Users can control Yellowbrick data warehouses in public clouds, on Yellowbrick hardware instances, in private clouds, and even at the network edge, the company said. Yellowbrick Manager provides a unified control system that uses the Kubernetes container orchestration system to enable users to manage and control both cloud and on-premises deployments with enhanced performance capabilities.
“It’s this single unified control plane, together with the adoption of Kubernetes in our database software, that sets us apart,” Yellowbrick CTO Mark Cusack told VentureBeat.
The company also added agile data movement capabilities to help customers integrate Yellowbrick with data lakes built on cloud object stores like Amazon S3. A technology preview is expected in early May, and general availability is set for the second half of 2021. Also in early May, there will be an update to Yellowbrick data warehouse release 5, with data lake integration enhancements that include native support for cloud object storage (including Amazon S3 and Azure Data Lake Storage Gen 2).
Working across clouds
One of the criticisms of hybrid clouds has been around the disjointed set of technologies and user experiences across private and public clouds. There are different identity and access management approaches, which makes it harder to govern access to data across these environments, and they are typically provisioned differently. Yellowbrick is positioning itself as the first data warehouse for the distributed cloud by introducing a unified control plane that works across the most common cloud platforms. This control plane increases the simplicity of running multiple data warehouses in different physical and line-of-business locations across an enterprise.
The Kubernetes cloud native architecture provides Yellowbrick Manager with a single unified control panel to provision new data warehouse instances in different clouds, manage existing infrastructure, and monitor deployments.

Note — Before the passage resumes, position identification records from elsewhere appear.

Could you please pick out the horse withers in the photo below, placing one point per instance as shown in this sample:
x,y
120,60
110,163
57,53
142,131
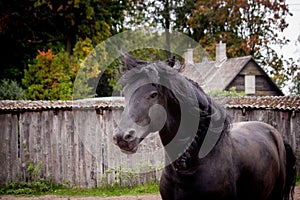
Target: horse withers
x,y
207,156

Yellowbrick said Yellowbrick Data Warehouse queries run 3 times faster on Andromeda-optimized instances for private clouds than on the company’s first-generation architecture. The performance improvements are also the result of the company switching to new AMD 64-core CPUs, increasing bandwidth between server notes, and adding dual proprietary Kalidah scan accelerator cards that offload workloads such as filtering, compression/decompression, and row/column transposition from CPUs.
“The Andromeda instance is the fastest platform to run Yellowbrick on,” Cusack said.
The company is optimizing deployments to take advantage of differences across the big cloud providers. For example, if a public cloud instance has high-performance storage, Yellowbrick can adapt to the underlying hardware to take advantage of those benefits.
Yellowbrick’s approach
Yellowbrick is focusing on improving the management aspects for distributed clouds rather than joining them together directly.
Competitors tend to fall into two major categories: legacy data warehouses such as Teradata, Oracle, and SQL Server or cloud-only data warehouses like Snowflake, Amazon Redshift, and Microsoft Azure Synapse. Yellowbrick seeks to differentiate itself by taking a unified approach to addressing distributed data challenges like data gravity and sovereignty requirements. It was designed from the ground up to optimize price/performance across bare metal and virtualized infrastructure in public clouds.
Yellowbrick product marketing VP Justin Kestelyn says Yellowbrick has an advantage over legacy vendors that have been doubling down on older architectures and have a harder time with real-time analytics. Traditional cloud vendors have not been aggressively pursuing hybrid options for analytics at the edge.
“We’re winning business from all of these vendors by providing the best price/performance and the lowest deployment risk,” Cusack said.